10. The hinge assembly of claim 9, wherein the stop includes a partial ring that is configured to engage the stop block to limit radial movement of the hinge plate relative to the base plate.

11. The hinge assembly of claim 10, wherein (i) the partial ring defines an open end and (ii) the stop block is disposed within the open end.

12. The hinge assembly of claim 10, wherein the partial ring (i) is concentric with the shaft and (ii) extends in a direction along an axis of the shaft from the central eyelet.

13. The hinge assembly of claim 9, wherein the stop includes a flap that (i) extends from the central eyelet and (ii) is configured to engage the stop block to limit radial movement of the hinge plate relative to the base plate.

14. A hinge assembly for a laundry appliance comprising: a base plate having a first set of spaced-apart eyelets;a hinge plate having a second set of spaced-apart eyelets;a shaft extending through each eyelet of the first and second sets of spaced-apart eyelets, wherein the hinge plate is configured to pivot relative to the base plate via the shaft;first and second stop blocks protruding from first and second eyelets of the first set of spaced-apart eyelets; andfirst and second stops extending from opposing sides of a first eyelet of the second set of spaced-apart eyelets, wherein (i) the first eyelet of the second set of spaced-apart eyelets is disposed between the first and second eyelets of the first set of spaced-apart eyelets and (ii) the first and second stops are configured to engage the first and second stop blocks, respectively, to limit radial movement of the hinge plate relative to the base plate.

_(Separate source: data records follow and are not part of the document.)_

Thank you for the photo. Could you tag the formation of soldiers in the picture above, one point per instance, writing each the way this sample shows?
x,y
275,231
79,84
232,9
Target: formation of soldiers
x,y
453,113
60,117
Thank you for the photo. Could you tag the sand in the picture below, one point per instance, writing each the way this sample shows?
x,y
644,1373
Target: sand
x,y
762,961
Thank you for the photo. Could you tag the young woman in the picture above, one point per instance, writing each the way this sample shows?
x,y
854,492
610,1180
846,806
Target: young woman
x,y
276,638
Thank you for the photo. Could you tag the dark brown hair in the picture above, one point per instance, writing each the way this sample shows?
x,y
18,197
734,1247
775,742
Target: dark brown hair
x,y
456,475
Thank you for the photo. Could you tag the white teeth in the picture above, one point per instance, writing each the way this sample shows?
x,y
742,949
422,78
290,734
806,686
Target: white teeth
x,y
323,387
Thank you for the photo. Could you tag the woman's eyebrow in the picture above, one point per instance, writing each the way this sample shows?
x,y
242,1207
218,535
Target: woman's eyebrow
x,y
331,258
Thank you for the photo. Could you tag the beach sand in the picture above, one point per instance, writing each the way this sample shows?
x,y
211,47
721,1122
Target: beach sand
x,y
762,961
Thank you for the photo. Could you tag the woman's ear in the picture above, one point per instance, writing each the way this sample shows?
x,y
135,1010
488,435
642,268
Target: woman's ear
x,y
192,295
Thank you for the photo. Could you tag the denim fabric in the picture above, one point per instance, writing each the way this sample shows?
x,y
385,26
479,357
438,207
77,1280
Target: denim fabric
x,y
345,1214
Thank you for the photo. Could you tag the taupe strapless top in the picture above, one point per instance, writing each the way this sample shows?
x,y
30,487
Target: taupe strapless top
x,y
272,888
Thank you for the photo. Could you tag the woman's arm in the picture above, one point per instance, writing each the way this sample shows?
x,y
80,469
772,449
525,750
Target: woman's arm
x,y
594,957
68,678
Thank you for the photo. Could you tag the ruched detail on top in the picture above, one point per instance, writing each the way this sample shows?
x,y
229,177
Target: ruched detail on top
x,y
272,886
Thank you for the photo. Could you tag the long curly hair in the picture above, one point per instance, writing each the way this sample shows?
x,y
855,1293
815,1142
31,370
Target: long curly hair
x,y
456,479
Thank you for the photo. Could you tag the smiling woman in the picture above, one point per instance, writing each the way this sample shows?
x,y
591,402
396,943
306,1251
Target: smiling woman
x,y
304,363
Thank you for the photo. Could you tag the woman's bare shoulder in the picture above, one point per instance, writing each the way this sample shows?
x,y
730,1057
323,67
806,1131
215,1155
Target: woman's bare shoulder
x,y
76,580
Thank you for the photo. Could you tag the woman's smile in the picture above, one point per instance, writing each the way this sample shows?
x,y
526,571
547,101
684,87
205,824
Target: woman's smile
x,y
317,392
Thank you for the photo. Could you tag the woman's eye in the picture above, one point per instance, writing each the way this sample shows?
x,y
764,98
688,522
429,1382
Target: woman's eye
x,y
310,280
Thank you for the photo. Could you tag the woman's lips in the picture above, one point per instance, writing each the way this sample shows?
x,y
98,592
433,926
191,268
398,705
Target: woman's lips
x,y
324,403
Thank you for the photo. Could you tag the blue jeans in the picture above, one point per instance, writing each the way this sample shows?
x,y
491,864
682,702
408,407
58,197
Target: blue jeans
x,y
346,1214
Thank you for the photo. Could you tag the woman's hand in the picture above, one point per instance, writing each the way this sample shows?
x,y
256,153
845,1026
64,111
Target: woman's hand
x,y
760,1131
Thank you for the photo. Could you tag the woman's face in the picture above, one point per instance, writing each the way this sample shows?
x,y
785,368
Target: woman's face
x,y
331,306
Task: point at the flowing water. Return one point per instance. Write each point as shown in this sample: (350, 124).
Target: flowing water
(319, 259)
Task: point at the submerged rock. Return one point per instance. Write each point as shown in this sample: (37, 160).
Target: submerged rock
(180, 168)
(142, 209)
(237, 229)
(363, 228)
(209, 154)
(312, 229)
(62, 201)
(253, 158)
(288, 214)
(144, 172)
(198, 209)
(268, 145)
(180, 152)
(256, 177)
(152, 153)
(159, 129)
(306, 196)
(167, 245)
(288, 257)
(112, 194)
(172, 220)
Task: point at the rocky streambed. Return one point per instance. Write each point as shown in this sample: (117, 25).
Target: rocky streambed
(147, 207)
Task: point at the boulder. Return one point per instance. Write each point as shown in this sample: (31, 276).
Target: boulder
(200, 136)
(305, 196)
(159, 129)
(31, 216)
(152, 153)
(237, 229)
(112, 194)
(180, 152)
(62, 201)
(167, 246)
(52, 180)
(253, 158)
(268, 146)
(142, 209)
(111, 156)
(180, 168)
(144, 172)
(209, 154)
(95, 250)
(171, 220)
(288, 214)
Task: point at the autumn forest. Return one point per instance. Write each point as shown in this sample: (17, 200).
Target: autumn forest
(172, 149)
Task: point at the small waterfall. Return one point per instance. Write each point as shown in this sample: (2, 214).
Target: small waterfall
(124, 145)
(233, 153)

15. The hinge assembly of claim 14, wherein the first and second stops include first and second partial rings, respectively, that are configured to engage the first and second stop blocks, respectively, to limit radial movement of the hinge plate relative to the base plate.

16. The hinge assembly of claim 15, wherein the first and second partial rings define first and second open ends, respectively.

17. The hinge assembly of claim 16, wherein the first and second stop blocks are disposed within the first and second open ends, respectively.

18. The hinge assembly of claim 15, wherein the first and second partial rings (i) are disposed about and centric to the shaft and (ii) extend in opposing directions along an axis of the shaft from opposing ends of the first eyelet of the second set of spaced-apart eyelets.

19. The hinge assembly of claim 14, wherein the first and second stops include first and second flaps that are configured to engage the first and second stop blocks, respectively, to limit radial movement of the hinge plate relative to the base plate.

20. The hinge assembly of claim 19, wherein the first and second flaps are disposed about the shaft on opposing ends of the first eyelet of the second set of spaced-apart eyelets.